Within the private sector, spending on energy R&D has grown faster than the broader economy – with particularly strong momentum in the automotive and renewable energy industries. That said, spending in other parts of the energy landscape has been weaker. Cement and steel companies are investing a much smaller portion of their revenues on R&D than carmakers and renewable energy firms, while aviation and shipping firms are allocating less capital for R&D than they did a decade ago.
A pullback in venture capital spending, which has emerged as a crucial catalyst for energy innovation, is also evident. Energy sector funding from venture capital firms surged more than sixfold from 2015 to 2022, reaching levels equivalent to all public energy R&D combined. This influx of private capital has supported around 1 800 energy start-ups. Yet in 2023 and 2024, VC funding declining by more than 20% amid tighter financial conditions, which have persisted this year amid macroeconomic uncertainty.
Portions of this data point to a weaker backdrop for energy innovation, with consequences that could be felt around the world. But as countries increasingly develop industrial policies aimed at enhancing their economic competitiveness and national security – many of which include a focus on the energy sector – there is an important chance to close these gaps.
Our analysis makes clear that energy innovation delivers major economic and security benefits. In response to energy crises in the 1970s, public R&D investment reached 0.1% of GDP. That may not sound like a lot initially, but it amounted to over 100 billion dollars over the ten years to 1985, ultimately driving the expansion of nuclear power and reducing the reliance of many countries on imported fuels. Similarly, technological advances in batteries and electric vehicles have lowered oil import needs in China, while shale technology innovation transformed the United States from an energy importer to a net exporter.

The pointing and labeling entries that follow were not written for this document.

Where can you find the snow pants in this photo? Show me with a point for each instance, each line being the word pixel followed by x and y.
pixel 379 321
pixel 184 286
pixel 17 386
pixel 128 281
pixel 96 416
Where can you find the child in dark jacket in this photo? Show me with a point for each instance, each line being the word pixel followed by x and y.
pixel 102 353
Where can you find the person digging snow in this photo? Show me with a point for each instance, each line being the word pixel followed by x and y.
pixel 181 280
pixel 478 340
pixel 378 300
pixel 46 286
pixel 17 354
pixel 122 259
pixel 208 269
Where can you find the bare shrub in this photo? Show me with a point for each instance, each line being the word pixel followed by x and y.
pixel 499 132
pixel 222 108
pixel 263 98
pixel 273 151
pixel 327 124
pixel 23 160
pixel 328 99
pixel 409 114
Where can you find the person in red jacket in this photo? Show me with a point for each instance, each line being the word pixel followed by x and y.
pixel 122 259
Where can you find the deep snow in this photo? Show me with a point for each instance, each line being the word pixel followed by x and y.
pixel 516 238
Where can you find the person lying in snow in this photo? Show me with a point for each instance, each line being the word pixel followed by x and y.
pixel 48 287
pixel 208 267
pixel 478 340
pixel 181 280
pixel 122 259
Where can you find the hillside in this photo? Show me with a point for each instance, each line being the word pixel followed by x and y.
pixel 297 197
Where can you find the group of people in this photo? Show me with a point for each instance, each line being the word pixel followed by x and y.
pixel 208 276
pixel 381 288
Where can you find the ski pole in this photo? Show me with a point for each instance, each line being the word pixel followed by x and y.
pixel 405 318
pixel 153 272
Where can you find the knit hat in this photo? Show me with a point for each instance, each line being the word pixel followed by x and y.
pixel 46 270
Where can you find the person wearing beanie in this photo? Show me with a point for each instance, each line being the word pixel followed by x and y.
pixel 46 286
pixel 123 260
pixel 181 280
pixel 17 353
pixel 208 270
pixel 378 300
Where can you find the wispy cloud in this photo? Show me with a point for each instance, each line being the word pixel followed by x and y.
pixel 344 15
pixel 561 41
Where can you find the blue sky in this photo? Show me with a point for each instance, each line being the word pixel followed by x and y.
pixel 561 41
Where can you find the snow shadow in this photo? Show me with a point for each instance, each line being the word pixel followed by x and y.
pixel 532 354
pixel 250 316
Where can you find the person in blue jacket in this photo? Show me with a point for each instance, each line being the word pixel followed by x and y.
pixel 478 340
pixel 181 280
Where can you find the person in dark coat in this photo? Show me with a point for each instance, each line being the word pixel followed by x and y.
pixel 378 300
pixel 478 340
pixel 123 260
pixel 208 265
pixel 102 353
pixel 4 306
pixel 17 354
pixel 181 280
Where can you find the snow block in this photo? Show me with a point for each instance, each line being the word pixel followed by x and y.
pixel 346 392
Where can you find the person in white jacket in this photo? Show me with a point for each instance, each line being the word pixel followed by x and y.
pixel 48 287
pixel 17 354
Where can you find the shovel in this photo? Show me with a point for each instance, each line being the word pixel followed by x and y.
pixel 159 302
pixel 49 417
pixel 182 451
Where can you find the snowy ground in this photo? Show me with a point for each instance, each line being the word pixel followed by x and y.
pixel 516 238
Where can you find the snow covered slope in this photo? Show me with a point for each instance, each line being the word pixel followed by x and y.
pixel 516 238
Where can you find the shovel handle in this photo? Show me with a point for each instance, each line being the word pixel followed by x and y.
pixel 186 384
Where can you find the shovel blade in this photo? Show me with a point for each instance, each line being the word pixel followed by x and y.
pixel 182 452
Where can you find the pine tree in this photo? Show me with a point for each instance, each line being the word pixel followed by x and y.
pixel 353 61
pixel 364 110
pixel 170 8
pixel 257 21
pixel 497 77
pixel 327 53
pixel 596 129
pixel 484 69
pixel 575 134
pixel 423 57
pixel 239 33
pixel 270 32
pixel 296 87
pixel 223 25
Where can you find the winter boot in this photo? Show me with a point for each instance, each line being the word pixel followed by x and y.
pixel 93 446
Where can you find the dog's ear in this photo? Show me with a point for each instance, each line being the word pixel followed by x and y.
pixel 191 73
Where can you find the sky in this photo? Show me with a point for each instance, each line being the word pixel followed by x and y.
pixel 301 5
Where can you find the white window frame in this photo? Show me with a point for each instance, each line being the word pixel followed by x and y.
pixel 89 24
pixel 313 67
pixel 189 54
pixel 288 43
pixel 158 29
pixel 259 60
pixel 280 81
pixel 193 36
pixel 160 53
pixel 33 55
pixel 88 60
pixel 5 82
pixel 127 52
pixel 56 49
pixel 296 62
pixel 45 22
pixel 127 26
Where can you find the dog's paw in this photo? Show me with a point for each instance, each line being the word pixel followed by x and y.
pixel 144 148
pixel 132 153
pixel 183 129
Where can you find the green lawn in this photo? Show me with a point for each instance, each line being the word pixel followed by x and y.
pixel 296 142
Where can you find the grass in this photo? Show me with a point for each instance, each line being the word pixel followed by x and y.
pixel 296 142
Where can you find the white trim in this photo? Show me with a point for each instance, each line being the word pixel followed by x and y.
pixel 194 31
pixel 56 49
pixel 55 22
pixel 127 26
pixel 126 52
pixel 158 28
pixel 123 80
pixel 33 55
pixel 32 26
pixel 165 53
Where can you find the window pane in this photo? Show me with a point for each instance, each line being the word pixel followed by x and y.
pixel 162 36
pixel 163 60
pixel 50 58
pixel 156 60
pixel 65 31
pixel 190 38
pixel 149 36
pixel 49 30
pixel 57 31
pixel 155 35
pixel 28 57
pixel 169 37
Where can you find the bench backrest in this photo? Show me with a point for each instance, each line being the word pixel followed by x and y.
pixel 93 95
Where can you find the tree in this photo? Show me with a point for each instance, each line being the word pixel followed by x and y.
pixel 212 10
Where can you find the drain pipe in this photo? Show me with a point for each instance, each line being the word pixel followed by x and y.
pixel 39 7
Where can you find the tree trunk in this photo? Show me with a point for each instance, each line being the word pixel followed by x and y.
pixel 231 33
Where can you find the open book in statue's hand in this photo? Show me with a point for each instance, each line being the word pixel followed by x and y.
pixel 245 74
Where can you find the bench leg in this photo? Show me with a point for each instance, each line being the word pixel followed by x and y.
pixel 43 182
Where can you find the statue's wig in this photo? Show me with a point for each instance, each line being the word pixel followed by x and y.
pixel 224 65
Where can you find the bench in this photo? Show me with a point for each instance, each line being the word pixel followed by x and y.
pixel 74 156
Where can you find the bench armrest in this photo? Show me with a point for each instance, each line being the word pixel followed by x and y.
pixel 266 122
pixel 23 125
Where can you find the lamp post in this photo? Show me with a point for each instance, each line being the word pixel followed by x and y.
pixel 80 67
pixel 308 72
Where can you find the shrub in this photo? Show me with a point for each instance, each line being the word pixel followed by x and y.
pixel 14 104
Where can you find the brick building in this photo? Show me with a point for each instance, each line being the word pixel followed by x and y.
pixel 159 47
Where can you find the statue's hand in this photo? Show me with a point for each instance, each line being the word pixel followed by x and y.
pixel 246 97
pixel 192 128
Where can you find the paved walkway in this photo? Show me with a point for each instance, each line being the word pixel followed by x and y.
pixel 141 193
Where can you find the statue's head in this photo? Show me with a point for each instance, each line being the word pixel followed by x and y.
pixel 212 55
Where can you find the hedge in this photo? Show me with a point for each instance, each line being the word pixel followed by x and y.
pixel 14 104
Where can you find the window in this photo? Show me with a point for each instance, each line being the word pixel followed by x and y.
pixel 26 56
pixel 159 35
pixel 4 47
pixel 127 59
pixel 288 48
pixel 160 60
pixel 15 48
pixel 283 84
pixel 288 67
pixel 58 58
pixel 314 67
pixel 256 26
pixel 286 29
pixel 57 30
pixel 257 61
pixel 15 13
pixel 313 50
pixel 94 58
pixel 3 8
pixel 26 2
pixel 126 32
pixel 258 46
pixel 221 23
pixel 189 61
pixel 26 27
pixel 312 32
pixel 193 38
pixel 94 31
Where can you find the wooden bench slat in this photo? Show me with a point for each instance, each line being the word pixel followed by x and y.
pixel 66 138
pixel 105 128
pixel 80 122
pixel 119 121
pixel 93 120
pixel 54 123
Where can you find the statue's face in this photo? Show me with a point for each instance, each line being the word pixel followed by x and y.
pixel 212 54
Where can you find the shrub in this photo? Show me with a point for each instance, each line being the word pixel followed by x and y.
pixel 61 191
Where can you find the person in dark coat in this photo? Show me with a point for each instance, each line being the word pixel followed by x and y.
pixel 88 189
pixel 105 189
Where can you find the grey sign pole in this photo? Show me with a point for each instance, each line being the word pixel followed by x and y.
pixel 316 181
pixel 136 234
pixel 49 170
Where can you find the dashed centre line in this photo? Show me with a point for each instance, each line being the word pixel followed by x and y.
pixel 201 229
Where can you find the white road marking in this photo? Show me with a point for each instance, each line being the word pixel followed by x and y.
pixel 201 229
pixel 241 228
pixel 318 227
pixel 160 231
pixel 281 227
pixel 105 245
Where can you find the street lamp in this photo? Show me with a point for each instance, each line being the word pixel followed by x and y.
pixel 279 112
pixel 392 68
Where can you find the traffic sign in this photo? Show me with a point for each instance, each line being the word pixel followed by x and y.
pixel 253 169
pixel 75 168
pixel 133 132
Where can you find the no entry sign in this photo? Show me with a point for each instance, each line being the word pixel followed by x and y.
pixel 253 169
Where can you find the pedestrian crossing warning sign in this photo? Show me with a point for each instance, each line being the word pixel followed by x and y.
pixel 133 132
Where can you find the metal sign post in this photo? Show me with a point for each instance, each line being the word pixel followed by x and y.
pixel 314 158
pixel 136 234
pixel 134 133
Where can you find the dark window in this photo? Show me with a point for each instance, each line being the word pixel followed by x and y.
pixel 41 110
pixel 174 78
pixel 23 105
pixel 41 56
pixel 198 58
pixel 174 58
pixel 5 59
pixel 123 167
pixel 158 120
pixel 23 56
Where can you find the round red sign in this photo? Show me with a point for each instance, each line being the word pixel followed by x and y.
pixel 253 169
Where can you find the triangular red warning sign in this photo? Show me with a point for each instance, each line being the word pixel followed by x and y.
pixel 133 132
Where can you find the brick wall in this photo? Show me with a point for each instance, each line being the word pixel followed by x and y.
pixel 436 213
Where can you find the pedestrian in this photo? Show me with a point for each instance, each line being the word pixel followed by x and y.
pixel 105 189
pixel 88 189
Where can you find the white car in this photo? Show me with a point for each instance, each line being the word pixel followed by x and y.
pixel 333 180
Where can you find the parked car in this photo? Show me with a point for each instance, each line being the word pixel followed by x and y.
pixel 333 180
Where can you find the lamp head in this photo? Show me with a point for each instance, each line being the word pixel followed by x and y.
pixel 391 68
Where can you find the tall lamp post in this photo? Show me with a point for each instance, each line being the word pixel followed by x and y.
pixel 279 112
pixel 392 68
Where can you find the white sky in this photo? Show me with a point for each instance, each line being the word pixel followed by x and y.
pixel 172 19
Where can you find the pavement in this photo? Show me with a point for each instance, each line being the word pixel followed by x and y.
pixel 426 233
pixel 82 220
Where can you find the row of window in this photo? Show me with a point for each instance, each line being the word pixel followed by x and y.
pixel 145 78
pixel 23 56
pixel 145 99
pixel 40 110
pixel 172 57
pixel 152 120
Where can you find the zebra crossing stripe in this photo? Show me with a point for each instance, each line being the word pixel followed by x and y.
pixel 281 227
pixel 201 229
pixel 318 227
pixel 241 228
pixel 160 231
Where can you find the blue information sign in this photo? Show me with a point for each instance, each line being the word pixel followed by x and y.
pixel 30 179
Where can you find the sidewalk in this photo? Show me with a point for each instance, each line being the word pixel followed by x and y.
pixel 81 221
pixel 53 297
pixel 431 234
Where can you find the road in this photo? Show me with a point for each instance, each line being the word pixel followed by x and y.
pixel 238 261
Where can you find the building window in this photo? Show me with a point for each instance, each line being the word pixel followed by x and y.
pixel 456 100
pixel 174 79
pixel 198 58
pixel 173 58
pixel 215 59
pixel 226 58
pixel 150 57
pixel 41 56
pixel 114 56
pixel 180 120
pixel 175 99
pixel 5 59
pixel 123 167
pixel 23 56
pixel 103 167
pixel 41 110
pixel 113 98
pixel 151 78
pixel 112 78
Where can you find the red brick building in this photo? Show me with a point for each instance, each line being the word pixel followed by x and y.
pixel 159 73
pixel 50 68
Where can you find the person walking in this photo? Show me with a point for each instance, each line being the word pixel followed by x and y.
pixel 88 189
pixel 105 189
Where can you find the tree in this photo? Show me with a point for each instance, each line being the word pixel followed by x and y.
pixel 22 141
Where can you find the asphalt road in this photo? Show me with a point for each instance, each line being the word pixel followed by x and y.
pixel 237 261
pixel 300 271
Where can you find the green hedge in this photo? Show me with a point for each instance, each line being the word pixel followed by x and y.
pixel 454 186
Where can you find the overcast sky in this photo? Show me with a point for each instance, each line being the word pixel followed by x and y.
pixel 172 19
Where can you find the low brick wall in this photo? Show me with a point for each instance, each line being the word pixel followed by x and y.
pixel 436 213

Today, public energy R&D investment stands at just over 0.04% of GDP among International Energy Agency members – less than half the level seen in the early 1980s, despite new energy security and climate challenges. As the industrial strategies of countries put increased emphasis on economic competitiveness, security and resilience, support for innovation should be part of the programme.
In this regard, the policy review in The State of Energy Innovation shows a wide range of activities already underway. These activities go beyond funding commitments and increasingly include measures to improve innovation ecosystems and incentivise investment by the private sector. Governments are promoting new approaches to finance, procurement and testing facilities for advanced energy technologies as part of national competitiveness. We hope that future editions of the report will bring news of successes for these initiatives, providing evidence of how the public and private sectors can take on the risks of development and scale-up together.